Stocks look past economy to focus on Bernanke
Wall Street appears to be betting on Ben Bernanke.
Despite another round of disappointing economic reports, the Dow Jones industrial average roared to its third-best day of the year. Investors clung to hopes that the Federal Reserve chairman might propose new measures to spark the torpid U.S. economy.
Even an earthquake on the East Coast couldn’t rattle investors on Tuesday, when the blue-chip index surged more than 320 points. Another batch of downbeat reports on housing and manufacturing raised the prospect that Bernanke could announce new stimulus efforts in a highly anticipated speech Friday.
Though investors acknowledge that the Fed is limited in what it can do — both logistically and, to a certain degree, politically — they nonetheless expect Bernanke to build on the central-bank announcement two weeks ago to hold short-term interest rates near zero through at least the middle of 2013.
Bernanke is scheduled to address a gathering of Fed officials on Friday in Jackson Hole, Wyo.
At the Jackson Hole conference last year, Bernanke helped spark a stock market rally by signaling the central bank could deploy more stimulus measures to help the sputtering economy. Three months later, the Fed officially unveiled its second round of bond buying — so-called quantitative easing — referred to on Wall Street as QE2.
It is extremely doubtful that Bernanke will uncork QE3 on Friday, but investors are looking for calming words from the Fed chief after a torrent of political rancor out of Washington this summer that unsettled the markets.
“If you think about who has the calmest and most reassuring voice, it’s always been Bernanke,” said Marc Pado, U.S. market strategist at Cantor Fitzgerald. “There is a feeling that if there is one person who investors want to be coming out to say something to help the markets, he would be that guy.”
Still, some market watchers worry that the expectation of Fed action could lead to disappointment.
“Investor expectations are so high now for some sort of Fed intervention that it seems that almost no matter what the Fed announces it can’t possibly live up to the expectations,” said John Bollinger, head of Bollinger Capital Management in Manhattan Beach.
On Tuesday the Dow jumped 322.11 points, or 3%, to 11,176.76.The Standard & Poor’s 500 index rose 38.53 points, or 3.4%, to 1,162.35. The Nasdaq composite surged 100.68 points, or 4.3%, to 2,446.06.
Energy was the best-performing sector in the S&P 500, rising 4.6% on average.
Despite increasing signs that Libyan rebels were headed for victory, which could result in a resumption of oil production from the North African country, U.S. crude prices rose. Near-term futures in New York jumped $1.02 to $85.44 a barrel.
In the Treasury bond market, the government sold $35 billion in two-year notes at a record-low yield of 0.22%. The 10-year note’s yield rose to 2.16% from 2.11% on Monday.
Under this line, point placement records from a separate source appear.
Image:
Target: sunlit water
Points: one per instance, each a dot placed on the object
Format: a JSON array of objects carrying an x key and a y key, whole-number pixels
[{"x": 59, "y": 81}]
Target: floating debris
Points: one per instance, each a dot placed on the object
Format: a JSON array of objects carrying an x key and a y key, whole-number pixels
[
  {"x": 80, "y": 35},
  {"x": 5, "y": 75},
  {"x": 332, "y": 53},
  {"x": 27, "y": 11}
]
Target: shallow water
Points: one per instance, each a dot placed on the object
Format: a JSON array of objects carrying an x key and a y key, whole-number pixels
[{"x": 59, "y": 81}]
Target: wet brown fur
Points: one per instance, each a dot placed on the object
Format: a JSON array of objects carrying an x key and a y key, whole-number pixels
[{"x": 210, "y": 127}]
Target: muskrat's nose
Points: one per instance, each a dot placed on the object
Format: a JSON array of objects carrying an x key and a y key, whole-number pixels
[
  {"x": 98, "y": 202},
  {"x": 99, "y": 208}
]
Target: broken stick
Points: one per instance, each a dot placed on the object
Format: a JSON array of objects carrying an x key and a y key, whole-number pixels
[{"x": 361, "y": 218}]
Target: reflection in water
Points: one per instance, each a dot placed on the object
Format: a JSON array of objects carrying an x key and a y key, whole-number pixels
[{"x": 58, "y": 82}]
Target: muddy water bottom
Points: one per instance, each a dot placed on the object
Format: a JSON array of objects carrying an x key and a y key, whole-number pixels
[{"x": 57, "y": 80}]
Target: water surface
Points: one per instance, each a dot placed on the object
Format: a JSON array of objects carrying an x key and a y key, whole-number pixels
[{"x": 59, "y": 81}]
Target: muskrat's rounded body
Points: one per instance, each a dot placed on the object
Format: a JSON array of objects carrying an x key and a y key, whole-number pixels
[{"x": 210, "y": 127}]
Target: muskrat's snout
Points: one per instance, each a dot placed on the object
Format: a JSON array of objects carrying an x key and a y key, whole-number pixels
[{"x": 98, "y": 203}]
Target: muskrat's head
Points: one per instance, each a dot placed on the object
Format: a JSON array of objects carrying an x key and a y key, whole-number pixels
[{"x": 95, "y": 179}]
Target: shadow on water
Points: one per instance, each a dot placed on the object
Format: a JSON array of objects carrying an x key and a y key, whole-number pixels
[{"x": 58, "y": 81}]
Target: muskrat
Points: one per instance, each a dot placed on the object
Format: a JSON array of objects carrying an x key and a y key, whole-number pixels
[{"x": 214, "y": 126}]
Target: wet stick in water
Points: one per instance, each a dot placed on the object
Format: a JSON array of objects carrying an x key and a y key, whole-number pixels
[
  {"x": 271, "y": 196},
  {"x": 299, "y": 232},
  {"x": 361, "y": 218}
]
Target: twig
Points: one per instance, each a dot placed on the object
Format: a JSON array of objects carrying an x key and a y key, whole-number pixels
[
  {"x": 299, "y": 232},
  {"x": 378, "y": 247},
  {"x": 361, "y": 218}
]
In a sign of investors’ fledgling willingness to take risk, gold backed off after a stunning six-day rally that had carried the precious metal to new highs. Near-term futures in New York fell $30.40, or 1.6%, to $1,858.30 an ounce in the regular trading session, then slid to $1,835 in electronic trading. The price had reached $1,917.90 on Monday.
Stocks rallied despite some disappointing economic news.
Sales of new homes fell for the third month in a row, to the lowest level since February. Also, a regional manufacturing survey released by the Federal Reserve Bank of Richmond showed a sharp drop in activity, reinforcing a similar finding out of Philadelphia last week.
The market rally continued a pattern this month in which enormous drops in stock prices are followed within days by powerful but smaller jumps as investors sift through beaten-down shares.
Investors voiced doubt that the rally signaled a lasting turnaround in the market.
“It was a relief rally more than it is a rally of conviction,” Pado said. “A bounce is not going to pick us up to new highs.”